Thread Selection in Multiplex • Methodology • Compiler chooses between threading models • Prioritizes explicit threading over implicit threading • Implicit threads selected by runtime speculation by hardware • However, software specifies implicit thread boundaries • Pros – Minimizes explicit and implicit overheads • Scenarios • Executing loops with small bodies implicitly • Executing tail ends of unevenly partitioned segments implicitly
Thread Dispatch – An Overview • Dispatching conventional threads involve • Assigning PCs of CPUs the address of the first instruction of the thread • Assigning a private SP to CPUs • Copying stacks and register values prior to dispatch • Thread Descriptor – holds thread information • Stores the addresses of possible subsequent dispatch target threads • Holds register dependency information
Thread Dispatch in Multiplex • Methodology • Predict subsequent threads based on current threads • Dispatch, execute and commit sequentially • Re-dispatch on squashing • Suspend dispatch upon mode switch to allow thread commits to complete • Instruction Set Changes - fork, stop and setsp • A Thread Predictor unit added to handle speculative prediction • A mode bit added to the Thread Descriptor • A TD Cache caches recently referenced descriptors
MUCS Protocol • Mux Unified Coherence and Speculation - MUCS • Offers data coherence as well as versioning support • Key Design Objectives – minimize speculation overheads in two respects • Dependence resolution in the common case should be handled within the cache thereby minimizing bus transactions • Thread commit/squashes should only be done en masse and not as individual cache blocks.

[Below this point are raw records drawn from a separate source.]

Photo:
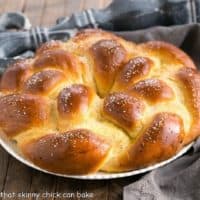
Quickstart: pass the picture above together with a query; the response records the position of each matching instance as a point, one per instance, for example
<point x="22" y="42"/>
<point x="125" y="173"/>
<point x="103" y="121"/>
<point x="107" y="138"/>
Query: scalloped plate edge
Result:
<point x="12" y="150"/>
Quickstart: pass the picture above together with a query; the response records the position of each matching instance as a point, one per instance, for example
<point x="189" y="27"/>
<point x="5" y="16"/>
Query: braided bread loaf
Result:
<point x="100" y="103"/>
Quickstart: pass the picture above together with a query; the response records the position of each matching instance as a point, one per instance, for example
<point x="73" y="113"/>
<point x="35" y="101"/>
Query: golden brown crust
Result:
<point x="123" y="109"/>
<point x="15" y="75"/>
<point x="153" y="90"/>
<point x="108" y="57"/>
<point x="20" y="112"/>
<point x="60" y="59"/>
<point x="44" y="81"/>
<point x="190" y="79"/>
<point x="74" y="152"/>
<point x="132" y="71"/>
<point x="73" y="101"/>
<point x="65" y="104"/>
<point x="161" y="140"/>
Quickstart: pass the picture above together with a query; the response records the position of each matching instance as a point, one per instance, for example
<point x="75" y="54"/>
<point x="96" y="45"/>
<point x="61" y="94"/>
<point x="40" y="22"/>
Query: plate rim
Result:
<point x="95" y="176"/>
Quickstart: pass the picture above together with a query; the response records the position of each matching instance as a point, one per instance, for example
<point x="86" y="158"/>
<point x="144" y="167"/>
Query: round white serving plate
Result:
<point x="10" y="147"/>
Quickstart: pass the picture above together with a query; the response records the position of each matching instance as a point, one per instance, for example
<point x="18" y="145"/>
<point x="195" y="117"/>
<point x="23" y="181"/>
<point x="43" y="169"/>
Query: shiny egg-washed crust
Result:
<point x="100" y="103"/>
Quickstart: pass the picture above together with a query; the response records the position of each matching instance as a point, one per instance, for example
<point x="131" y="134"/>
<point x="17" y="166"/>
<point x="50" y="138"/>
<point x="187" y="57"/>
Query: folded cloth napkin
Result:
<point x="180" y="179"/>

MUCS Protocol • 6 bits used for monitoring states of each cache block • Use – Set per speculative loadexecuted before store • Dirty – Set per speculative store in both modes • Commit – Set en masse on commit of speculative blocks • Stale – Set on a cache block when a newer version of data is available in another CPU • Squash – Set en masse on a cache touched by a squashed thread • Valid – Set per cache fill upon misses in both modes to determine validity of tag (not data)
Key Performance Factors • Thread Size • Load Imbalance • Data Dependence • Thread dispatch/completion overhead • Speculative State Overflow
Performance Analysis – Best Case • Class 1 applications favor Implicit-only CMPs • Class 2 applications favor explicit-only CMPs • Avg Speedup of 4 dual issue CMP over one dual issue CMP • Implicit-only=1.14, Explicit-only=2.17, Multiplex = 2.3
Performance Analysis - Overheads • I – implicit only, m - multiplex • Fpppp: provably parallel code = 0%, low squash buffer hits • wave5, tomcatv and swim have control flow irregularities in the inner loop i.e I/O stalls
Performance Analysis – Cache Size • Effects of increasing cache size – performance increases • Multiplex incurs lesser overflow than implicit-only CMP • Effects of increasing data rates – performance decreases
Conclusion • Coexistence of implicit and explicit multi-threading brings about a better speedup, showing a speedup of 2.63 during simulation • MUCS protocol allows such an implementation by mapping a coherence protocol needed for explicit threading to a subset of the states required for implicit threading and hence eliminates the need of extra hardware. • The dominant overheads for implicit and explicit threading are speculative state overflow and thread dispatching respectively.